Some parents who first embraced e-bikes now say their enthusiasm has been dampened by news of recent crashes involving teenagers.
“At first, it was a godsend,” said Julie Wood, whose daughter Sawyer, 14, got an e-bike this past spring. “He’s a teenager – he wants to go everywhere.”
For Ms. Wood of Boulder, Colo., that means less time carting Sawyer around in the car. But he had a firm rule that Sawyer wear a helmet.
In early August, Sawyer crashed while riding his e-bike without a helmet. He did not tell his mother, fearing disciplinary repercussions, even though he was experiencing headaches and nausea and did not want to get out of bed. A few days after the crash, he had a seizure and underwent emergency brain surgery for a skull fracture and a brain hemorrhage; he is expected to recover.
Her mother is now rethinking how society should handle technology. “These kids don’t have driver’s licenses,” said Ms. Wood. “As much as you want to believe they are riding a bike, it’s just different. They go really fast.”

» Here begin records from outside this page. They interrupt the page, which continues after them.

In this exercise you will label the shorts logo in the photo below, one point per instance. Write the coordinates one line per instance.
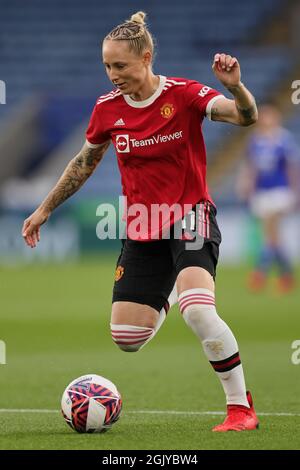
(122, 143)
(119, 273)
(167, 110)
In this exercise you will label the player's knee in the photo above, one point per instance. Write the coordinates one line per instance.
(130, 338)
(198, 307)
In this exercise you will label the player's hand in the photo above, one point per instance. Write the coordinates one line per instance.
(227, 69)
(31, 227)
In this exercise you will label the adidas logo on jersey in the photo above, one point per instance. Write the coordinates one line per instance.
(119, 122)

After word of Sawyer’s accident spread around town, Scott Weiss, a Boulder resident and parent of two teenagers, decided to sell the family’s two e-bikes. “I want to keep you alive as long as possible,” he told his 14-year-old daughter. He said he would only sell the e-bikes to someone “college age” or older: “I don’t want to sell it to someone who isn’t ready to make the mental judgments you have to make.”
The questions surrounding e-bikes fit into a modern theme where powerful technologies, such as mobile phones and vape pens, enter the market and are sold directly to consumers, without much research available on impact on behavior and safety.

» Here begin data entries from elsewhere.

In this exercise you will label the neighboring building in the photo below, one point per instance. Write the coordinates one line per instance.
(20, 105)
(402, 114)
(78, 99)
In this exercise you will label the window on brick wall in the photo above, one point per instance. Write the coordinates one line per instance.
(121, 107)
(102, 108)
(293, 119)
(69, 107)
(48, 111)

In the case of e-bikes, some models can be reprogrammed to exceed the 20-mile-per-hour speed limit permitted for riders under 16; therefore they fall under the category of motor vehicles. The federal government hasn’t figured out how best to fix them.
That’s fine with some parents who say the decision about whether to allow a child to ride an e-bike should be made by an individual family and based on whether a teenager can handle the roads and the speed.

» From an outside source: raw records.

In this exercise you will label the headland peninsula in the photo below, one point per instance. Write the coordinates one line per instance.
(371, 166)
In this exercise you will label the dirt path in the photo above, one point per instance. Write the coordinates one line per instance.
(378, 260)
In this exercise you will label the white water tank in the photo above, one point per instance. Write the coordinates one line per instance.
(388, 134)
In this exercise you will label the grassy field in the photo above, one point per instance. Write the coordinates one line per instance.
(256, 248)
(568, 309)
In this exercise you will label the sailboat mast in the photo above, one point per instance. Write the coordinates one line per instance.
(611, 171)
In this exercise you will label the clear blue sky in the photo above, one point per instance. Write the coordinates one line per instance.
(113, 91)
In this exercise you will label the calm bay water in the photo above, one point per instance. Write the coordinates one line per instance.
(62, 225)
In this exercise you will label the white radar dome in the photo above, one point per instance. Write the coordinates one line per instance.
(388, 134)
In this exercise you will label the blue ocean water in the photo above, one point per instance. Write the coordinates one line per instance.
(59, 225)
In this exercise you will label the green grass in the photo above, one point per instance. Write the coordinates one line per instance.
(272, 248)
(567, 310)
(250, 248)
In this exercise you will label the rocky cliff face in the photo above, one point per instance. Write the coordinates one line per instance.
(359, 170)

“I know my son and I know his athletic ability,” said a mother in Southern California, who asked that her name not be used because she felt her views might draw criticism. His son has two e-bikes, a Super73 he got for his 13th birthday and a Talaria he got for his 14th birthday. “He lives on two wheels,” says his mother, adding that e-bikes are a source of joy for him.
The teenager modified each of the bikes to go faster than they were legally allowed to ride; in fact, Talaria can hit 70 miles per hour. His mother gave him her blessing, he said, and even helped him clip a wire that removes the speed “governor” that normally limits the car to 20 miles per hour.
He postulated that the companies designed the bikes to allow the speed caps to be removed. “They want you to be in charge of doing it,” he said, “because they don’t want to be responsible for making a bike that goes 55 miles an hour where a kid goes straight to the pavement.”
Gari Hewitt, a local nurse and friend of the mother, expressed more caution about e-bikes. Not long after, he saw a 12-year-old boy lying unconscious on the road. He was riding the Super73 when he hit a rock and “flied off the handlebars,” Ms. Hewitt, who works as a nurse in a pediatric trauma unit. He examined the child before sending him to the hospital; he later learned that he had a punctured lung, among other injuries.
Ms. Hewitt has two teenagers of his own, a 15-year-old girl and a 14-year-old boy. Everyone received an e-bike for Christmas. “When they’re this age, how can you wow them?” Ms. asked Hewitt. “We only have two years to impress them.”
E-bikes come with rules: Always wear a helmet, don’t exceed 20 miles per hour, don’t ride at night. The hospital where he works considers any crash at speeds of 20 miles per hour or more to be “a trauma activation,” he said.
“But you can hurt yourself on a bike, too,” he said. “Everyone has a responsibility.”